When I was younger, I never dreamed of becoming a professional cyclist. I didn’t have that kind of ambition. I simply realized, year after year, that while everyone else was stopping, I kept pedaling.
I was never paid to do it.
But I always raced at the highest level, against athletes for whom this is a job.
And I always treated it like a job, even when it wasn’t paid. Because for me it was — and has always been — what made me happy, what made me feel like I was doing the right thing, in the right place, at the right time.
This will be my last Madison, and it will inevitably feel Sweet and bitter at the same time. Because it marks the end of a huge chapter of my sporting life. Of a deep love for the track and for a race that gave me so much. Joining the national team. Two World Cups. More than five hundred races over the past seven years.
Looking back, all I can feel is gratitude.
In all those races, every time I lined up for a Madison, I felt at home. Whether I was racing with my best friend, with someone I had just met, with a young rider, with someone more experienced or stronger than me — I always felt like I knew exactly what I was doing.
In that race I built an enormous amount of experience. I may have become one of the few true specialists left, and I’m genuinely proud of that. One day, I would love to pass on this passion and this knowledge to someone else.

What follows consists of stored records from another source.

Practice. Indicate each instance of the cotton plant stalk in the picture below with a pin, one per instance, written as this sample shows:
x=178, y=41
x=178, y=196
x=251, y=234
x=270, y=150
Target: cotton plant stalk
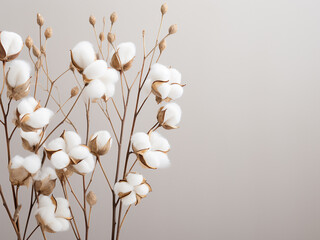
x=56, y=153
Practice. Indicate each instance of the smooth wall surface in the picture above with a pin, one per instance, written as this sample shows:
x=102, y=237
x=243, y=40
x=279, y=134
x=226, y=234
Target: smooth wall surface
x=245, y=161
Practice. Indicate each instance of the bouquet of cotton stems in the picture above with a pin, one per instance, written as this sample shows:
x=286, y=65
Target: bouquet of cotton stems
x=55, y=153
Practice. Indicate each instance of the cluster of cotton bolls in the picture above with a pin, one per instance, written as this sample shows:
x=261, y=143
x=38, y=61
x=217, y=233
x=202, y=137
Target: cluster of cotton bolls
x=132, y=189
x=67, y=151
x=31, y=116
x=53, y=214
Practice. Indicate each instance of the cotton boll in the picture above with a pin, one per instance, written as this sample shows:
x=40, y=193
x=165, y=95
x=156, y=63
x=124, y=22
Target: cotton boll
x=158, y=142
x=134, y=179
x=176, y=91
x=19, y=72
x=60, y=160
x=96, y=70
x=62, y=210
x=33, y=138
x=140, y=141
x=79, y=152
x=126, y=52
x=27, y=105
x=175, y=76
x=57, y=144
x=159, y=72
x=32, y=163
x=95, y=89
x=71, y=139
x=122, y=187
x=152, y=159
x=83, y=54
x=110, y=76
x=130, y=199
x=172, y=114
x=142, y=189
x=39, y=118
x=11, y=42
x=16, y=162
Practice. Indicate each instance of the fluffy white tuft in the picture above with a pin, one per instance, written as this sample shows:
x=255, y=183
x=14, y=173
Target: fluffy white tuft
x=27, y=105
x=83, y=54
x=173, y=114
x=159, y=72
x=60, y=160
x=40, y=118
x=140, y=141
x=126, y=52
x=19, y=72
x=134, y=179
x=32, y=163
x=158, y=142
x=11, y=42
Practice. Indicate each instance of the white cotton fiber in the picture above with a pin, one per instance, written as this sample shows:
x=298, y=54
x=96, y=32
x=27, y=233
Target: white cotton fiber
x=159, y=72
x=96, y=69
x=176, y=91
x=126, y=52
x=175, y=76
x=27, y=105
x=32, y=163
x=60, y=160
x=19, y=72
x=83, y=54
x=122, y=187
x=134, y=179
x=16, y=162
x=33, y=138
x=11, y=42
x=142, y=189
x=57, y=144
x=158, y=142
x=95, y=89
x=173, y=114
x=71, y=139
x=140, y=141
x=130, y=199
x=40, y=118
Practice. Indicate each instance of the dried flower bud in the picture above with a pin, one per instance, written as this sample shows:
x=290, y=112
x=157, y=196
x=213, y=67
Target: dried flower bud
x=162, y=45
x=173, y=29
x=36, y=52
x=101, y=36
x=29, y=42
x=164, y=8
x=113, y=17
x=40, y=19
x=91, y=198
x=92, y=20
x=111, y=37
x=74, y=91
x=48, y=33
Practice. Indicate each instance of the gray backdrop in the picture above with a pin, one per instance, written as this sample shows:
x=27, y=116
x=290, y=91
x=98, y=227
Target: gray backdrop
x=245, y=162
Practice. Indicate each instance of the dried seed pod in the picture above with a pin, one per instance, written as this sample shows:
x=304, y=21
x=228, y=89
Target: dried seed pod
x=162, y=45
x=48, y=33
x=92, y=20
x=91, y=198
x=113, y=17
x=74, y=91
x=111, y=37
x=36, y=52
x=101, y=36
x=40, y=19
x=164, y=8
x=173, y=29
x=29, y=42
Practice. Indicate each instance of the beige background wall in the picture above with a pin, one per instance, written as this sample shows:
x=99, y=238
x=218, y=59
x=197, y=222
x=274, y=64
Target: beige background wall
x=245, y=162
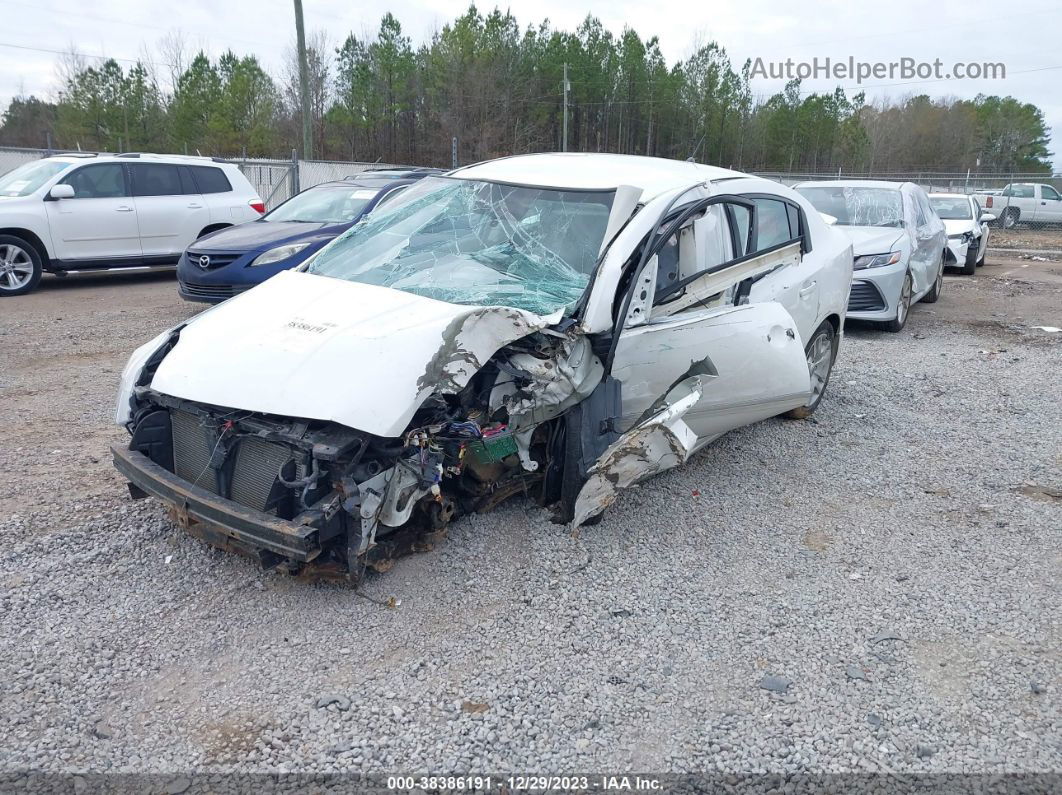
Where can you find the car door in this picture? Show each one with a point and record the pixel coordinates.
(170, 211)
(689, 316)
(795, 286)
(924, 256)
(1049, 208)
(982, 228)
(692, 359)
(99, 224)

For now, I just want to enjoy this last Six Days weekend.
This kind of racing I’ve lived for over the past seven years. The races that made me fall in love with track cycling. The races that, in their own way, also allowed me to keep going.
With this weekend, a huge chapter will close.
I know I’m ready for what comes next, but I also know that nostalgia will follow. And every time I watch a Madison, I’ll probably think about how much I would love to be there, riding laps again.
At the same time, I’m honest with myself. I know I’m no longer competitive. And as hard as it is to admit, the time has come to say goodbye to this race I’ve loved so deeply.
I want to do it with a smile.
Enjoy the last laps.
And then learn how to love it from the stands.
From there, I’ll truly begin working on my new path as a sprinter.